Blitz al Royal Residence: speriamo che finalmente lo stabile si avvia alla liberazione da criminali e spaccio. Prima di parlare della notizia, non possiamo che fare un plauso alle forze dell’ordine impiegate in modo congiunto su Pinetamare.
Speriamo che gli inquirenti riescano ad ottenere quanto necessario per mettere fine ad una pagina buia che ha tenuto in ostaggio parte dell’area di Pinetamare.
Lo scorso settembre abbiamo concluso un lungo servizio d’inchiesta undercover sul Royal Residence di Pinetamare, messo sotto scacco da un gruppo organizzato di criminali.
Non sappiamo con precisione se si tratta di un clan, ma grazie al servizio abbiamo mostrato lo spaccio che avviene a cielo aperto, la paura dei condomini e la rete di videosorveglianza abusiva messa in piedi dai criminali. Notizie di fonti autorevoli, addirirttura, ci hanno parlato di un vero e proprio clan proveniente dall’area Nord di Napoli.

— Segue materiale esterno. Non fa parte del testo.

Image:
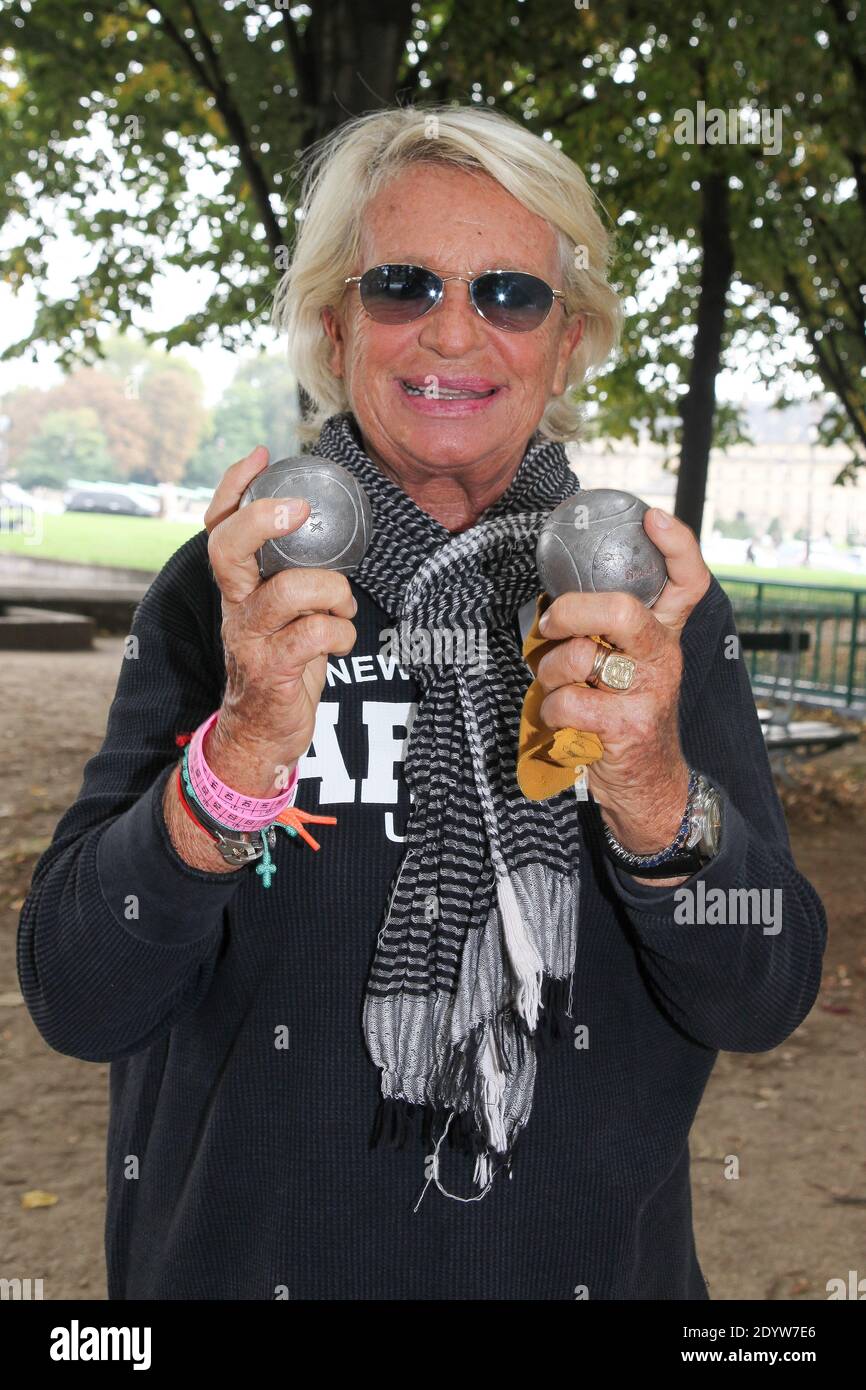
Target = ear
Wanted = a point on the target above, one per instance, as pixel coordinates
(334, 328)
(572, 335)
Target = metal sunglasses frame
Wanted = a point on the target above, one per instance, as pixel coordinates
(470, 281)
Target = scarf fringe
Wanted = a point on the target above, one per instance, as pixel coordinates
(396, 1121)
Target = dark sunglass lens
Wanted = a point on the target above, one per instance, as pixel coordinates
(510, 299)
(398, 293)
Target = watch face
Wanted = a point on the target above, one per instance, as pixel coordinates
(713, 823)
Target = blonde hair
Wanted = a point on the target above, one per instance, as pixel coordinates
(346, 170)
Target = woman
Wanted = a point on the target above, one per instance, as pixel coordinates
(517, 980)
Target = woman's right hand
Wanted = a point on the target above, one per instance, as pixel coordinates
(277, 635)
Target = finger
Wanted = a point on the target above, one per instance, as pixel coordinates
(566, 662)
(312, 635)
(232, 544)
(590, 710)
(619, 617)
(292, 592)
(232, 485)
(685, 566)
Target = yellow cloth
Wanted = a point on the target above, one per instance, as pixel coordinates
(548, 762)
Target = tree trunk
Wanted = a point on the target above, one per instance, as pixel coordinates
(699, 402)
(346, 61)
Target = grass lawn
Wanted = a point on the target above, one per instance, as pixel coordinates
(838, 578)
(132, 542)
(146, 542)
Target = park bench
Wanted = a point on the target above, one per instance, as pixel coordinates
(783, 734)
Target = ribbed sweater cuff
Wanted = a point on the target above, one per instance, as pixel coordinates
(720, 872)
(153, 893)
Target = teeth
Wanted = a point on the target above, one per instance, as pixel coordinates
(448, 395)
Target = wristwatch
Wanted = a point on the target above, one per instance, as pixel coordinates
(694, 847)
(237, 847)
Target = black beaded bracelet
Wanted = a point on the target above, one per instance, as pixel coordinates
(662, 855)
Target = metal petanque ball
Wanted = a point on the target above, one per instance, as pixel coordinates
(339, 527)
(595, 542)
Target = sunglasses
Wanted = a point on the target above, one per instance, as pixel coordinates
(505, 298)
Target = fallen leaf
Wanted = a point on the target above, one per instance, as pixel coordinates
(38, 1198)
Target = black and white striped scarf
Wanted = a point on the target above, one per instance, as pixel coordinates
(476, 952)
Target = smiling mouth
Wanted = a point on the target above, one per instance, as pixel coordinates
(442, 394)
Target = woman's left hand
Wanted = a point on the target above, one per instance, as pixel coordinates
(641, 783)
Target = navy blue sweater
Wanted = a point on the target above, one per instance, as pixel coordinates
(242, 1096)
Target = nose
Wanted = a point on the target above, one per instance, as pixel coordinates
(452, 328)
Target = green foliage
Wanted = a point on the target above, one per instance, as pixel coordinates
(70, 444)
(235, 89)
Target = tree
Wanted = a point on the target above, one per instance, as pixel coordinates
(70, 444)
(724, 241)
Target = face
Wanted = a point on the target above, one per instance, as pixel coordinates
(456, 224)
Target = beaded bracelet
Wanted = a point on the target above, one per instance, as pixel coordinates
(293, 820)
(662, 855)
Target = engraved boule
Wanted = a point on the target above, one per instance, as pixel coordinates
(339, 527)
(595, 542)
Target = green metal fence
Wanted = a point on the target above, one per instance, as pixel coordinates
(833, 672)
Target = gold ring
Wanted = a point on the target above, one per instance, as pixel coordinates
(610, 669)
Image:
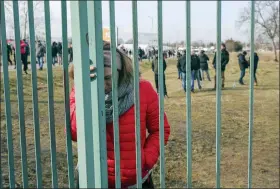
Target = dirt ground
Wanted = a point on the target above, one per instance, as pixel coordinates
(234, 141)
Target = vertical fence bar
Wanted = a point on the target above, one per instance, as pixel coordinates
(35, 95)
(97, 95)
(136, 93)
(218, 95)
(83, 98)
(66, 94)
(115, 93)
(20, 96)
(161, 96)
(9, 126)
(251, 97)
(50, 93)
(188, 94)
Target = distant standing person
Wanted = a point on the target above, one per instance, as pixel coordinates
(243, 65)
(181, 66)
(155, 70)
(59, 53)
(23, 55)
(70, 51)
(40, 52)
(178, 57)
(224, 62)
(54, 52)
(9, 53)
(256, 62)
(203, 59)
(195, 67)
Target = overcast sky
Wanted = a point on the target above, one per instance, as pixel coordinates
(203, 19)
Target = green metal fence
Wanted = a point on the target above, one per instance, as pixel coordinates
(87, 18)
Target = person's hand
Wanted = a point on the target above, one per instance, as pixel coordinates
(92, 75)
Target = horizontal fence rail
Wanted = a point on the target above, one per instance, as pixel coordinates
(90, 112)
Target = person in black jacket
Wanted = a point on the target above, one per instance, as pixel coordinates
(54, 52)
(195, 67)
(178, 57)
(203, 59)
(256, 62)
(59, 53)
(243, 65)
(224, 62)
(155, 70)
(181, 66)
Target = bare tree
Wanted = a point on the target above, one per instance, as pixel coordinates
(266, 20)
(23, 16)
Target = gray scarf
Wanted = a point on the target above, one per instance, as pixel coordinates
(125, 97)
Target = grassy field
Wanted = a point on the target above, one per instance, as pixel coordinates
(234, 141)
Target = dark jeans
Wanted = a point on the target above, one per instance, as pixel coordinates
(164, 86)
(242, 74)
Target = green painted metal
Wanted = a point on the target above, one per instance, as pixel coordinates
(66, 94)
(50, 94)
(136, 94)
(83, 99)
(20, 96)
(9, 126)
(188, 94)
(161, 95)
(115, 94)
(218, 95)
(97, 95)
(251, 95)
(35, 95)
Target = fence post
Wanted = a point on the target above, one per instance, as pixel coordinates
(98, 95)
(115, 93)
(20, 95)
(251, 95)
(82, 94)
(66, 93)
(188, 94)
(218, 95)
(9, 126)
(35, 95)
(136, 94)
(161, 94)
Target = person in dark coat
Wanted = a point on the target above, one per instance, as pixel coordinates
(156, 70)
(243, 65)
(224, 62)
(54, 52)
(256, 62)
(203, 59)
(9, 53)
(195, 67)
(178, 57)
(181, 66)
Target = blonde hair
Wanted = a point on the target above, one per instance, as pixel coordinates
(125, 74)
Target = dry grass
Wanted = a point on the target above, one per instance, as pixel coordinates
(234, 142)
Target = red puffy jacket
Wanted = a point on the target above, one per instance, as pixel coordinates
(149, 119)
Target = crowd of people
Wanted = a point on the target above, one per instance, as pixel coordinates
(199, 66)
(40, 53)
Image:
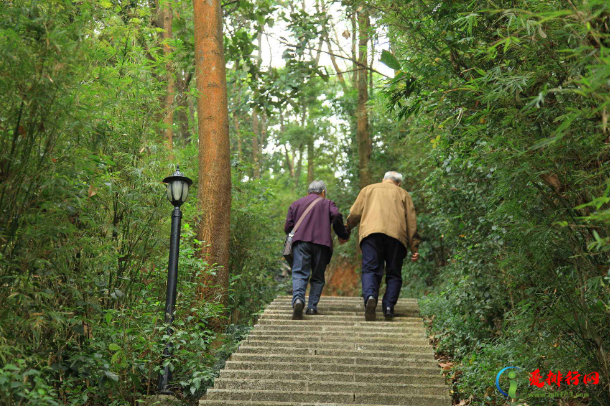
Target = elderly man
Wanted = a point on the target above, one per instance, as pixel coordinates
(387, 227)
(312, 245)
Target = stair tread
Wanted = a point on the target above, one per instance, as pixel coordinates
(333, 358)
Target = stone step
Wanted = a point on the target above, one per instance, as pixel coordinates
(321, 366)
(361, 360)
(355, 321)
(358, 299)
(350, 312)
(341, 339)
(246, 349)
(334, 358)
(249, 403)
(286, 315)
(328, 387)
(304, 333)
(328, 397)
(346, 307)
(334, 376)
(341, 345)
(368, 328)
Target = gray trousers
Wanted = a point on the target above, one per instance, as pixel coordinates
(309, 259)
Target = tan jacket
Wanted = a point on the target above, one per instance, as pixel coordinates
(388, 209)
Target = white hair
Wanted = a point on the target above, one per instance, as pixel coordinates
(317, 186)
(394, 176)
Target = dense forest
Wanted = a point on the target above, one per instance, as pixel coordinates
(496, 112)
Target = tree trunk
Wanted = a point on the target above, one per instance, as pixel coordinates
(299, 166)
(168, 117)
(183, 107)
(354, 54)
(335, 64)
(310, 160)
(364, 140)
(214, 191)
(238, 135)
(256, 128)
(371, 71)
(256, 173)
(289, 162)
(289, 159)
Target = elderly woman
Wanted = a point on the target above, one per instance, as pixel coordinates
(312, 245)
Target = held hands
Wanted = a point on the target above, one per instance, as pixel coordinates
(415, 256)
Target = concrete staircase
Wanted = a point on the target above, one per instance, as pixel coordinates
(334, 358)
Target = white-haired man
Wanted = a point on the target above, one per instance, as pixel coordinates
(388, 227)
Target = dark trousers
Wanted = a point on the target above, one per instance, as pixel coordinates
(309, 259)
(379, 250)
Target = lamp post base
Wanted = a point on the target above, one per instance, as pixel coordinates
(162, 400)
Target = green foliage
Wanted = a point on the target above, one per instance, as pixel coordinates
(511, 102)
(85, 228)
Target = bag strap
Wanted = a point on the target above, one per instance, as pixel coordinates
(307, 210)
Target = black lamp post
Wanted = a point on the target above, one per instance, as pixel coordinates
(177, 192)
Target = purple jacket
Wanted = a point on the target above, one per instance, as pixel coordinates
(315, 227)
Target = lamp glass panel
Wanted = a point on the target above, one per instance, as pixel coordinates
(169, 191)
(185, 191)
(176, 190)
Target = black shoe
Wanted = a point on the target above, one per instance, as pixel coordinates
(369, 312)
(297, 310)
(388, 313)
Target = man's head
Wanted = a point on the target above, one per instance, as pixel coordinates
(318, 187)
(392, 177)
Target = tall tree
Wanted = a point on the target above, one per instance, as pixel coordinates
(363, 134)
(168, 105)
(214, 191)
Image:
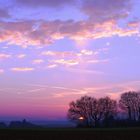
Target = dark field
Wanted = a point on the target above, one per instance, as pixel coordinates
(71, 133)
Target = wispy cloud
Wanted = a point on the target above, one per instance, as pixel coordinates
(38, 61)
(21, 56)
(4, 56)
(22, 69)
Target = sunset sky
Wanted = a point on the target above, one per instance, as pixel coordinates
(55, 51)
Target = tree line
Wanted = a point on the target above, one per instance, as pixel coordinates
(106, 112)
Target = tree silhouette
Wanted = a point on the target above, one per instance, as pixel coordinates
(88, 111)
(81, 111)
(130, 103)
(108, 109)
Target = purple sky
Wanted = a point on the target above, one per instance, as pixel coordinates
(53, 52)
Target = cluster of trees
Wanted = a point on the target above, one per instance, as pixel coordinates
(91, 112)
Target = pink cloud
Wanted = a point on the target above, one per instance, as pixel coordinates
(22, 69)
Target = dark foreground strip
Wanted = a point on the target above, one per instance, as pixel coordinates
(70, 134)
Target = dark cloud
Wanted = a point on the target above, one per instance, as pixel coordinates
(46, 3)
(100, 10)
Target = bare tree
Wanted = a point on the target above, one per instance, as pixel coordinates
(91, 111)
(82, 110)
(130, 103)
(108, 109)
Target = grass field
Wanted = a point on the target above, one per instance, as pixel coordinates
(71, 133)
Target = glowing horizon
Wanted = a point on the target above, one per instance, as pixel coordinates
(54, 52)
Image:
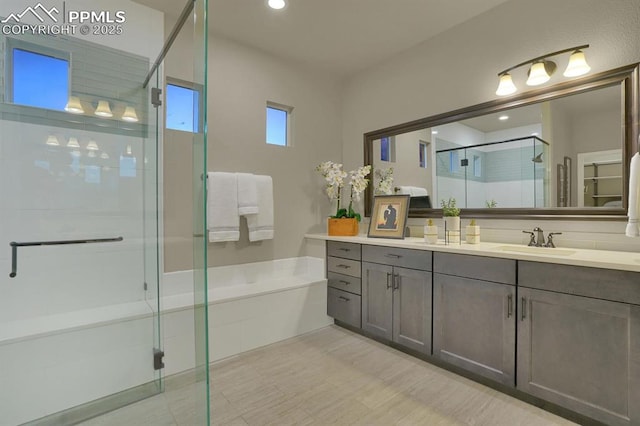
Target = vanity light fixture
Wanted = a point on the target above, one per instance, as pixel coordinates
(74, 106)
(276, 4)
(103, 110)
(73, 143)
(92, 146)
(541, 69)
(130, 115)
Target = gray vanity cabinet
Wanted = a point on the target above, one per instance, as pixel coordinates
(474, 324)
(343, 281)
(579, 344)
(396, 301)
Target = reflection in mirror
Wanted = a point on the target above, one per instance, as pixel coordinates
(564, 151)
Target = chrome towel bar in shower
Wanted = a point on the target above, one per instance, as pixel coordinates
(14, 248)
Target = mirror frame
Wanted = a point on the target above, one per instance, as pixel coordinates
(627, 77)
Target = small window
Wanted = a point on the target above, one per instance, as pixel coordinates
(39, 80)
(422, 146)
(477, 166)
(278, 124)
(183, 108)
(388, 149)
(454, 162)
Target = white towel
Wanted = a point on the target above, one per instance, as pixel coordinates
(223, 220)
(247, 194)
(413, 191)
(261, 224)
(633, 227)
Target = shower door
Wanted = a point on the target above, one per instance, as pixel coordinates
(79, 203)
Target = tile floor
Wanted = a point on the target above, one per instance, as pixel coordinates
(328, 377)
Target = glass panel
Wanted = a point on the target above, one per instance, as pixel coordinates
(79, 317)
(201, 313)
(277, 126)
(509, 173)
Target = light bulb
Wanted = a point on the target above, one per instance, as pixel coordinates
(537, 74)
(74, 106)
(506, 86)
(577, 65)
(103, 109)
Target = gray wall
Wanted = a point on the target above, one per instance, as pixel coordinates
(241, 81)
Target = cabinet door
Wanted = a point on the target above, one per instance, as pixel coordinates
(475, 326)
(412, 309)
(581, 353)
(377, 299)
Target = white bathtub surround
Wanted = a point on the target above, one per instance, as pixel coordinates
(261, 224)
(250, 305)
(633, 227)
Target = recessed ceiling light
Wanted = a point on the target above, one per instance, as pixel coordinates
(276, 4)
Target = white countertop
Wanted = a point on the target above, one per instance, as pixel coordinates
(625, 261)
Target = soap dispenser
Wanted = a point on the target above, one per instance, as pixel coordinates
(430, 232)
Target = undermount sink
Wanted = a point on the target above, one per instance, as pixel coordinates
(547, 251)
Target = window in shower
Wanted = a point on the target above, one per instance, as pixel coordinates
(388, 149)
(39, 76)
(183, 107)
(278, 124)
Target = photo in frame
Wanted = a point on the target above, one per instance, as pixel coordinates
(389, 216)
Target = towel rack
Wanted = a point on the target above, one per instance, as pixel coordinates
(14, 248)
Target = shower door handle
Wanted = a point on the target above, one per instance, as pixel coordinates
(14, 248)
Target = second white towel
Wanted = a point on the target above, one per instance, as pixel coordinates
(261, 224)
(247, 194)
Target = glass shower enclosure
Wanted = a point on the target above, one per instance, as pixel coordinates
(510, 173)
(80, 209)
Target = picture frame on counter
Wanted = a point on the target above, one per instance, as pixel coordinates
(389, 216)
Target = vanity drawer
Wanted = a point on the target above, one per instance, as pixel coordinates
(405, 258)
(343, 266)
(607, 284)
(344, 250)
(344, 306)
(476, 267)
(344, 282)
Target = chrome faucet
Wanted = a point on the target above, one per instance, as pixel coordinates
(540, 237)
(537, 238)
(550, 239)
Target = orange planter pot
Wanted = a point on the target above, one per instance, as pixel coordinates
(342, 227)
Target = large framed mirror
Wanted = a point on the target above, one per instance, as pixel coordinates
(554, 152)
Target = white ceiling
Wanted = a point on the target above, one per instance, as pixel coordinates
(339, 36)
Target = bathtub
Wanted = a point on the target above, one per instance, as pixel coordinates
(64, 359)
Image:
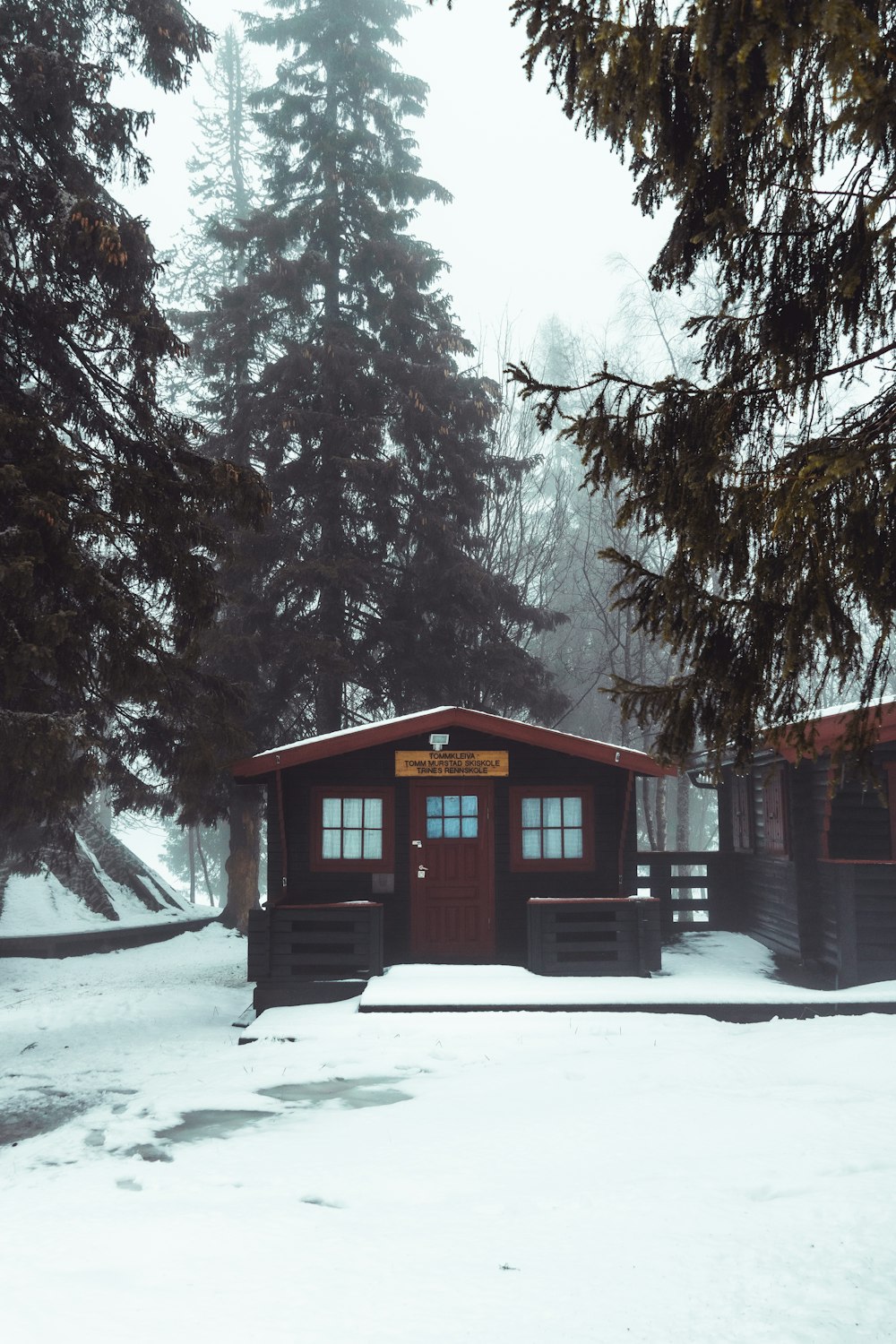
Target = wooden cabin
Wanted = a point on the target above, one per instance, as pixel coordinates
(457, 833)
(813, 849)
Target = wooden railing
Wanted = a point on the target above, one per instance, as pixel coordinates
(696, 889)
(336, 941)
(592, 937)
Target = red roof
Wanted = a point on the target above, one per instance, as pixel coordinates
(828, 728)
(446, 717)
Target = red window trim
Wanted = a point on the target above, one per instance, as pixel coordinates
(517, 863)
(775, 840)
(317, 862)
(742, 830)
(890, 766)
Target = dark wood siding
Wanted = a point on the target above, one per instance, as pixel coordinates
(860, 820)
(375, 766)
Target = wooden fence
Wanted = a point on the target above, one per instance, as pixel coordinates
(592, 937)
(303, 943)
(696, 889)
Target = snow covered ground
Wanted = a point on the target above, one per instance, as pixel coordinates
(432, 1179)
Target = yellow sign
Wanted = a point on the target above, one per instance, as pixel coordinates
(450, 762)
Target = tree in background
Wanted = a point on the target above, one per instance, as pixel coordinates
(108, 532)
(767, 470)
(331, 360)
(551, 531)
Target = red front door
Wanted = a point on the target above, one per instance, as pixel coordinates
(452, 871)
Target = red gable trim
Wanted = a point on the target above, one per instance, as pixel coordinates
(446, 717)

Un gruppo di rampolli che avrebbe imposto ai condomini di riferirsi a loro per qualsiasi tipo di lavoro all’interno delle proprie abitazioni. Lo spaccio era organizzato all’esterno, ma dopo la pubblicazione della video-inchiesta si è spostato all’interno degli appartamenti controllati dalla gruppo criminale.
C’erano già stati degli interventi delle forze dell’ordine, ma nella mattinata di oggi l’area di Pinetamare è stata oggetto di un grande blitz da parte di forze congiunte. A quanto si apprende, il centro è il Royal Residence, dove gli inquirenti starebbero conducendo approfondite ricerche per scovare droga ed armi.
Le ricerche non si sono limitate al Residence, ma hanno investito anche parte dei fabbricati in cui vi era l’ex società Coppola e oggi abbandonati.